Maratona de Boston 2026 teve um dos dias mais rápidos e impressionantes da história
A 130ª edição da Boston Marathon, apresentada pelo Bank of America, entrou para a história com um dos dias mais rápidos e impressionantes que a prova já viu. E o grande nome foi o queniano John Korir.
Atual campeão da prova, Korir não apenas venceu novamente — ele destruiu o recorde do percurso com absurdos 2h01min52s, superando a marca de 2h03min02s que parecia intocável desde 2011, quando havia sido estabelecida por Geoffrey Mutai.
E ele não foi o único bicampeão do dia.
Na prova feminina, a também queniana Sharon Lokedi confirmou seu domínio em Boston ao vencer pelo segundo ano seguido, cruzando a linha em 2h18min51s. Curiosamente, esse foi apenas o segundo melhor tempo da história da prova — atrás justamente do 2h17min22s que ela mesma havia feito no ano anterior.
Já nas cadeiras de rodas, o suíço Marcel Hug conquistou sua nona vitória em Boston com 1h16min06s, enquanto a britânica Eden Rainbow-Cooper venceu entre as mulheres pela segunda vez em três anos, marcando 1h30min51s.
As condições ajudaram bastante: cerca de 7°C na largada e um leve vento a favor criaram o cenário perfeito para tempos rápidos. E os homens aproveitaram desde o início. O ritmo já saiu agressivo, constantemente abaixo da projeção do recorde do percurso.
Na metade da prova, quem liderava era Lemi Berhanu, campeão de Boston em 2016, passando em impressionantes 1h01min43s. Pouco depois, o etíope Milkesa Mengesha assumiu a ponta, mas Korir vinha logo atrás, claramente confortável naquele ritmo insano.
A definição veio antes da famosa Heartbreak Hill. Korir atacou forte e abriu uma vantagem que parecia pequena no cronômetro, mas enorme na prática. O tanzaniano Alphonce Felix Simbu resumiu bem depois da prova:
“Tentamos buscar ele… mas ele simplesmente foi embora.”

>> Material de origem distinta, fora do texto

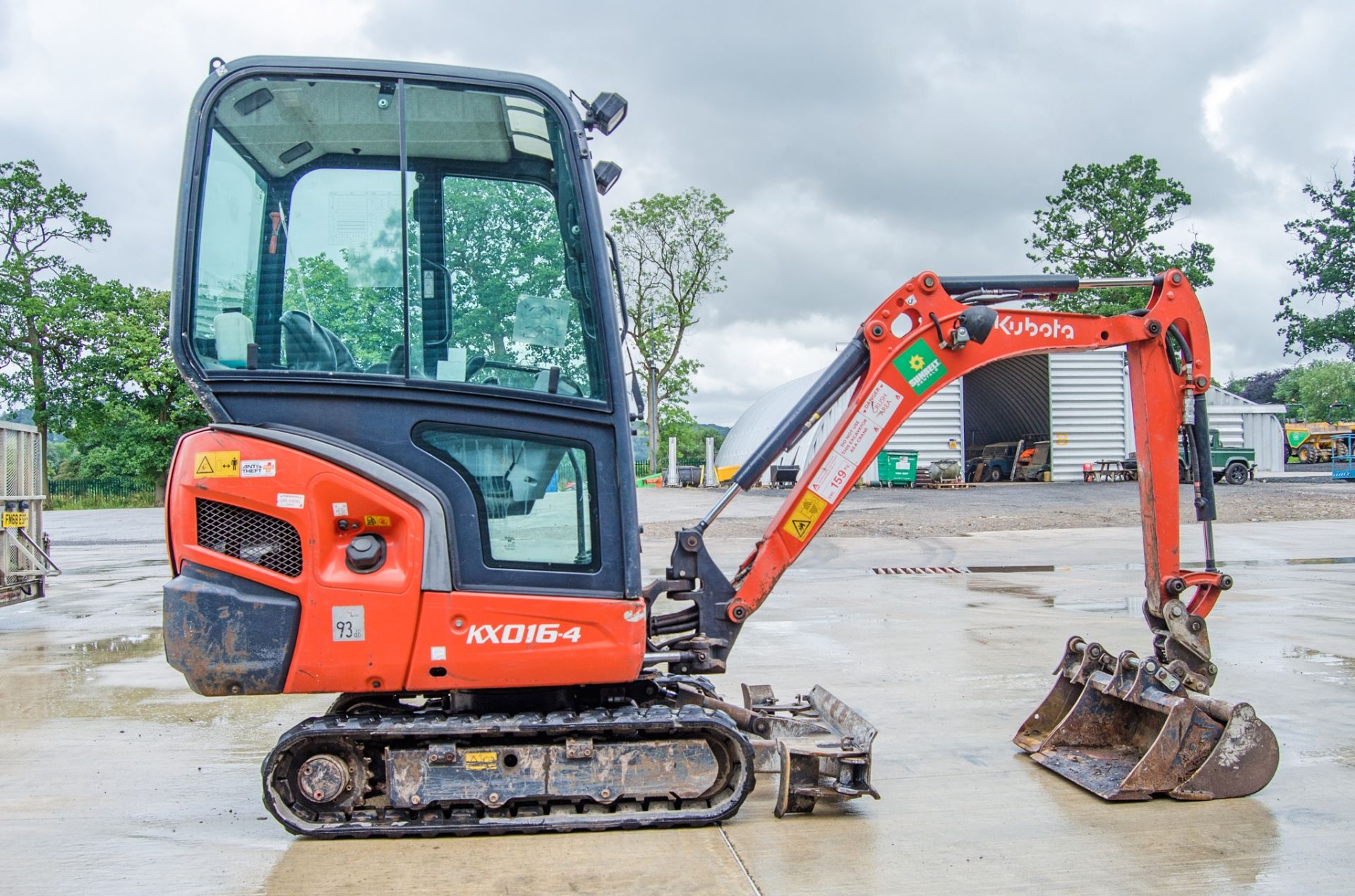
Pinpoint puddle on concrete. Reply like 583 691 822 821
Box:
965 576 1143 612
1280 646 1355 684
889 557 1355 575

Simbu ainda brigou até o fim com o queniano Benson Kipruto, campeão de Boston em 2021. Os dois completaram o pódio com tempos absurdos: 2h02min47s e 2h02min50s — ambos também abaixo do antigo recorde do percurso.
Após a chegada, Korir admitiu que esperava defender o título, mas não imaginava correr tão rápido. Segundo ele, quebrar o recorde de Mutai era um objetivo antigo de carreira.
Na prova feminina, o cenário foi bem diferente no começo. Um grupo grande seguia unido, com 16 atletas passando a meia em 1h11min02s. Mesmo na marca dos 32 km, nove mulheres ainda estavam juntas.
Mas na subida da Heartbreak Hill, Lokedi começou a fazer a diferença. Aos poucos, o grupo foi desmontando até restarem apenas algumas quenianas na disputa.
E teve um detalhe curioso: Lokedi correu praticamente sem referências no relógio. Ela percebeu no ônibus para a largada que havia esquecido o próprio relógio e precisou usar um emprestado.
Segundo ela, a estratégia foi simplesmente manter a calma e seguir o carro da liderança.
A estreante Loice Chemnung terminou em segundo com 2h19min35s, enquanto Mary Ngugi-Cooper foi terceira em 2h20min07s. Ambas entraram para o top-6 histórico da maratona.
Os americanos também tiveram um dia histórico. Zouhair Talbi correu 2h03min45s — o melhor tempo já registrado por um atleta dos EUA no percurso de Boston. Entre as mulheres, Jessica McClain fez 2h20min49s, também recorde americano na prova. Os dois terminaram em quinto lugar.
Nas cadeiras de rodas, as provas foram decididas cedo.
Rainbow-Cooper abriu 24 segundos de vantagem já nos primeiros 5 km e nunca mais foi ameaçada. A suíça Catherine DeBrunner terminou em segundo, seguida pela americana Tatyana McFadden.
Já Marcel Hug ficou ainda mais perto da história: agora ele soma nove títulos em Boston e está a apenas uma vitória de igualar o recorde absoluto de dez conquistas, pertencente a Ernst van Dyk.
Entre os participantes famosos, alguns nomes chamaram atenção:
- Des Linden, campeã de Boston em 2018: 2h36min24s
- Zdeno Chara, ex-capitão do Boston Bruins: 3h18min13s
- Chelsea Clinton: 3h48min12s
- Suni Williams: 5h53min36s
- Jeff DaRosa: 3h44min10s
O dia ainda contou com as disputas do para atletismo, com vencedores em diferentes categorias de deficiência visual, intelectual, coordenação motora e amputações.